No. Desde mi humilde condición de historiador yo me veo obligado a decir lo contrario de lo que figuraba en los carteles de los manifestantes, sin renunciar por ello al profundo dolor que me causaran las víctimas injustas de aquella violencia. Yo no soy Charlie. Creo que es necesario defender la verdad y las dimensiones a que la democracia apela. Una de ellas, reconocida esencial, es la libertad religiosa: cada ser humano, desde su ciudadanía, tiene derecho a reclamar que nadie le impida o le insulte cuando cumple aquellos deberes religiosos en los que cree. Y el único modo de lograr la victoria es mostrar a los otros en qué medida nos hallamos en posesión de la verdad. Violencia y odio son repusables en todas las dimensiones.

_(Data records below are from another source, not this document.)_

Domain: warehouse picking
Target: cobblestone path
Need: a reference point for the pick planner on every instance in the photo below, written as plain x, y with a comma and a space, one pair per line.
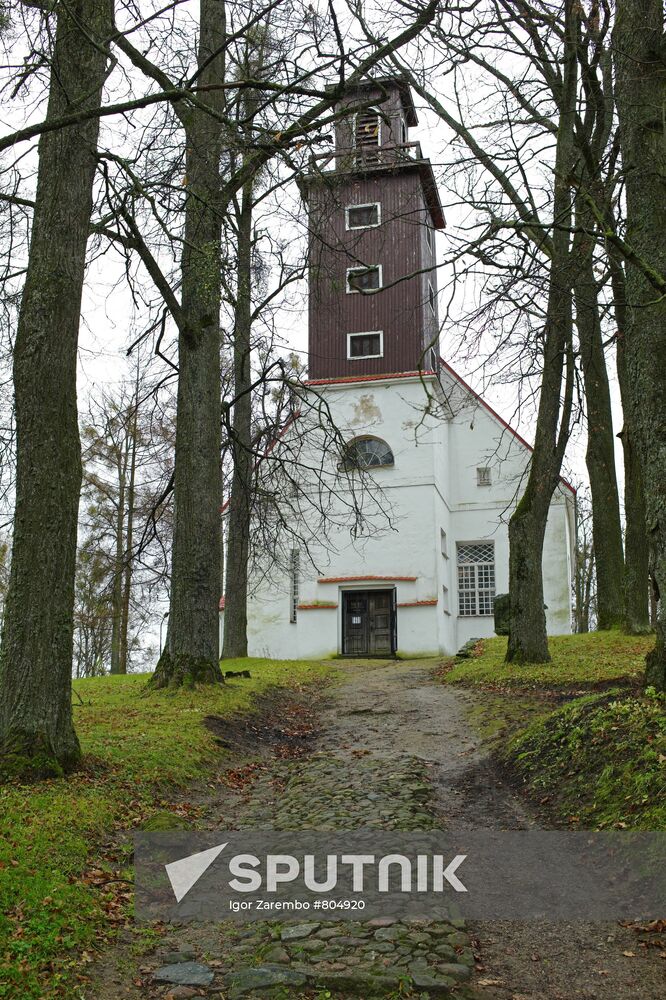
393, 750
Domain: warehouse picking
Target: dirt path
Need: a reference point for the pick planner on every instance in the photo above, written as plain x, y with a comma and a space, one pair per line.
441, 775
394, 708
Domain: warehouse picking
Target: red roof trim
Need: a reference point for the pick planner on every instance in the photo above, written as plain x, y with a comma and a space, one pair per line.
496, 415
366, 378
317, 607
418, 604
352, 579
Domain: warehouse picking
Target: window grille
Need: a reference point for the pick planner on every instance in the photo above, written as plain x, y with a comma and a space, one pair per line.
476, 578
294, 571
366, 453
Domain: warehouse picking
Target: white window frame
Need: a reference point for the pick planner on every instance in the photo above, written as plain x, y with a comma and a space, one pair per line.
371, 225
446, 600
365, 333
294, 585
432, 299
367, 267
476, 590
368, 145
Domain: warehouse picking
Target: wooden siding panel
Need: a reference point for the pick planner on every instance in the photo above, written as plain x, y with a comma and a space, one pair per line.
401, 309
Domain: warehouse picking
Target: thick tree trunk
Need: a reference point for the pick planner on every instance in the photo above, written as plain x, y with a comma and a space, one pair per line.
36, 729
528, 640
238, 537
600, 455
636, 551
192, 655
639, 46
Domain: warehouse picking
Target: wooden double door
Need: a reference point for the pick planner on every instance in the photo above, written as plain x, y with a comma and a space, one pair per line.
369, 623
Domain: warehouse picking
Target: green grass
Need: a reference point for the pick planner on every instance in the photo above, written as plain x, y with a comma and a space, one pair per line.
600, 761
138, 748
578, 661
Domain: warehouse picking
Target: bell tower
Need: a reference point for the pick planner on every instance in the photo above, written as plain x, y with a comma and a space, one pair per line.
373, 207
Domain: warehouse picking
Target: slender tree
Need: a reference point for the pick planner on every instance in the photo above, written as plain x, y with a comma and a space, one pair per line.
36, 728
639, 46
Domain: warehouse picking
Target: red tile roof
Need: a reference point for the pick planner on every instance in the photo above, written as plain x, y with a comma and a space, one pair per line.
352, 579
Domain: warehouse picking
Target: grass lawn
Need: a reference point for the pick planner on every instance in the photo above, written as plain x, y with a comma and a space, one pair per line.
55, 895
598, 761
583, 661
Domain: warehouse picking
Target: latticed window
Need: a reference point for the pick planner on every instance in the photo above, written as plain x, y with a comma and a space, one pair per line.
476, 578
294, 573
366, 453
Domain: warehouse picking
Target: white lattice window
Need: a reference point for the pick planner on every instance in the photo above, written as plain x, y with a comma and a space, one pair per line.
476, 578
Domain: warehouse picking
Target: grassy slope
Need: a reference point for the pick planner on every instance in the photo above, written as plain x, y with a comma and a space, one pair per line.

Las tres religiones monoteístas extendidas por el mundo invocan la memoria de Abraham; deberían por tanto descubrir aquellas dimensiones profundas que alejan el fundamentalismo vinculante al poder. El cristianismo, gracias al Concilio Vaticano II, ha conseguido superar aquellas limitaciones que nacen del sometimiento de la religión al Estado. El judaísmo, con el restablecimiento de un estado nacional en la tierra que Dios había prometido a Moisés, ha conseguido que la mayoría absoluta de quienes, fuera de ella, lo practican logren su reconocimiento como una forma de cultura. Ahondando en su Historia hemos llegado a comprender lo mucho que la sociedad humana debe a sus grandes sabios. Merece, de los no judíos, no sólo respeto, sino agradecimiento profundo. Pero ahora surge el gran problema del fundamentamentalismo islámico que en ciertos aspectos parece un retorno a aquel rigorismo que en el siglo XII ya se pusiera en marcha. Es el triunfo de una ideología y también un problema político.

A él se enfrenta la sociedad de nuestros días. Tal vez porque el islam no ha querido admitir el principio de la separación entre el Altar y el Trono. El yihadismo no es un problema religioso aunque sus líderes se revistan de esta condición, sino político. De ahí que en paralelismo con esa violencia desatada en Europa se haya producido el rechazo del modelo que representan Jordania y Egipto, precisamente por su empeño en buscar las vías para la convivencia. Pero los occidentales, anclados en el laicismo al que se aferran los movimientos populistas, debemos tener cuidado de no incurrrir en el mismo error. La religión no es un obstáculo, a menos que la revistamos de intolerancia, sino un servicio para la construcción de la sociedad. Desde ella estamos en condiciones de construir. Y ahí es en donde los autores de «Charlie» se equivocan. La burla es postura negativa y no positiva. Tenemos que conseguir que los musulmanes abandonen el mal camino del odio para entrar en el de la convivencia. Nuestro futuro depende de eso. Odio y violencia, cualquiera que sea la forma de que se revistan, son grandes males.